Greenwich Village and Environs  

 


In 1932 Ben Shahn, his first wife, Tillie (Ziporah) Goldstein, and their young daughter, Judith, moved from Brooklyn Heights into a Greenwich Village apartment on 23 Bethune Street, two blocks east of the Hudson River. The photographer Walker Evans, the painter and photographer Lou Block, and the film critic Jay Leyda intermittently occupied the street-level workshop, and the painter Moses Soyer lived in a flat above. Although Shahn moved his family to 333 West Eleventh Street by November 1934, he continued to maintain a studio with Evans and Block at 20–22 Bethune Street.

Shahn had been drawn to the Village by its reputation for social tolerance and progressive politics; there he had easy access to the city’s radical art organizations, as well as to Edith Halpert’s Downtown Gallery, where his work was frequently exhibited.
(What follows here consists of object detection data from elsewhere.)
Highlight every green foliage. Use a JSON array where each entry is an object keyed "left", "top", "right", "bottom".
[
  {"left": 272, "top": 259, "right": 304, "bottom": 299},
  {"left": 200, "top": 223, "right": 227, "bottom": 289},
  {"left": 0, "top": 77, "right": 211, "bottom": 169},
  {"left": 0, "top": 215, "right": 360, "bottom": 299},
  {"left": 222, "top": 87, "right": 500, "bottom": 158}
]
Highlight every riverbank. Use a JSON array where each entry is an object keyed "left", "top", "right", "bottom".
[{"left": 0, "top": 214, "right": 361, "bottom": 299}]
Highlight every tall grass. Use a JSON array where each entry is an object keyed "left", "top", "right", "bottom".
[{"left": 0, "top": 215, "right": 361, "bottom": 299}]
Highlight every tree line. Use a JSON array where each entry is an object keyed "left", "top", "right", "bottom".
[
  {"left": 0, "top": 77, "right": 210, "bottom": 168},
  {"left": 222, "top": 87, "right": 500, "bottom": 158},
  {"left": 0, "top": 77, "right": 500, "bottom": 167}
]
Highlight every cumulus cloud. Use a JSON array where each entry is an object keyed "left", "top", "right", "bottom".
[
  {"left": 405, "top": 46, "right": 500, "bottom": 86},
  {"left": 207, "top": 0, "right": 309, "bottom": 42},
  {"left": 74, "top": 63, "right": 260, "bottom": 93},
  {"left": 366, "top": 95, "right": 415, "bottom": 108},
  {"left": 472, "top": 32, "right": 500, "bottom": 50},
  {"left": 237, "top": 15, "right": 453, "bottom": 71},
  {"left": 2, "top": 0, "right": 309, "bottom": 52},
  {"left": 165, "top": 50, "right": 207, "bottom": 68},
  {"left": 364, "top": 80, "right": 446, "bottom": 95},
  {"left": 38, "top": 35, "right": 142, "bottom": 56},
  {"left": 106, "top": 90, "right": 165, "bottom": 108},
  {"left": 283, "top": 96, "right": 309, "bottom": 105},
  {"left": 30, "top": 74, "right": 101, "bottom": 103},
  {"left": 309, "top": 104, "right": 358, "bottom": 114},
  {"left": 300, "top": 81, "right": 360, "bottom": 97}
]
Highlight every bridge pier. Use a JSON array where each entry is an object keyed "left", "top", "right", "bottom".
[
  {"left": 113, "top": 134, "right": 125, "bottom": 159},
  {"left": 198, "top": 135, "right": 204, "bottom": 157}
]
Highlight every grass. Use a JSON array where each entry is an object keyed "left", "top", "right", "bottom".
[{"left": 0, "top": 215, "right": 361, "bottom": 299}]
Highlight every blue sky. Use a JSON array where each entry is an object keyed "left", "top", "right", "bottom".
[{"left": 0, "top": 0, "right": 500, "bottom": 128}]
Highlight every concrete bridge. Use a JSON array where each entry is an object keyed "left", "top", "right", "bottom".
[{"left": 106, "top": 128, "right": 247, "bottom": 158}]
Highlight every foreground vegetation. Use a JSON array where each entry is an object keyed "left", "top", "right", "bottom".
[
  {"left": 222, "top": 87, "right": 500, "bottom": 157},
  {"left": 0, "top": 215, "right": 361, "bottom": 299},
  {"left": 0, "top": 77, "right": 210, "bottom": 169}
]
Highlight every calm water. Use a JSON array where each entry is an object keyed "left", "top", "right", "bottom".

Shahn’s photographs palpably evoke the action of walking through the neighborhood streets, where he courted unexpected perspectives and used the area’s eclectic architecture to frame his subjects. Shahn focused his attention on residents gazing out their windows or sitting on stoops, children playing or reading comics on the sidewalks, and merchants and shoppers of Bleecker Street (the heart of Little Italy). These working-class residents interested the artist far more than the neighborhood’s historic sites or bohemian activities.